The “hottest” startups were becoming reminiscent of the dot-com era — a time that increased investor risk due to over-subscribed rounds and ballooned valuations. Outsized funds want to once again show a higher IRR in the early stages of an investment lifecycle in light of it being more difficult to raise institutional capital. This is incredibly healthy for venture. AGAIN: founders do not have to worry about VC firms pulling back funding!
As for Micro and Nano VC firms, I hope you raised your newest fund because family offices and high net worth individuals will be looking to stabilize their portfolio during the next several years. The past eight years have been very kind to emerging managers of Micro VC firms; however, 2020 and beyond will be much more challenging. A number of Micro VC funds were already declining and the market is starting to see an over-saturation of “differentiated” theses.

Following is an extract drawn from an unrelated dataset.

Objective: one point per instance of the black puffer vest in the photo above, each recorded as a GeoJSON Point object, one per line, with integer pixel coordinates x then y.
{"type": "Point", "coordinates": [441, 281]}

The expectations for an emerging manager are much higher now than they were eight years ago. Considering all of this and that in-person meetings will be far fewer, relationships with LPs will have to be harvested over a longer period of time. Expect to spend significantly longer raising your first fund. The strongest emerging managers will arrive on the landscape with unprecedented exposure to the venture scene.
As for startups in general, there are plenty of reasons to be optimistic. Why? Well, keep in mind the following companies that were founded during our last global financial recession:
Q3 of 2008- Airbnb, Wealthfront, Betterment, Druva, Stack Overflow, GitHub, Expensify
Q4 of 2008- Groupon and Hootsuite
Q1 of 2009- Uber
One might ask, why is it that great startups are born in times of crisis? There are a few reasons. First, a good CEO will lead their startup through tumultuous times. Where most will find reasons to bail, a great leader will find reasons to persevere and ways to pivot their startup to thrive in an alternative environment.
To summarize, the COVID-19 Outbreak will flush out the over saturated market of ill-equipped startup founders and leave the strongest teams to receive capital. Whereas poorly educated investors were making ill-advised bets, they will now find an abundance of opportunity with knowledgeable entrepreneurs who know how to be capital efficient in an environment that requires them to do so.
Furthermore, experienced founders should be excited by the impending stalls to rise in capital costs that founders will face from launching a startup and halt the ever widening gap between Pre-Seed and Seed.
This means hiring top-tier talent, will be cost and time efficient. There will be more available talent than ever before as weaker corporations exit the market and in turn, C-Level Executives will be looking for their next gig. As I like to say, “Carpe Diem!”
The investor’s silver lining from the coronavirus is that we are about to enter a “smarter” era of entrepreneurship. Top-down, big players in venture are becoming more intelligent. Those with conviction will win, and win BIG! LPs will actually see larger returns on investment, albeit at a slower place. For an investor, you can invest into startups at a valuation more in tune with the current market.
As for founders, contrary to popular belief, there has never been a better time to raise capital.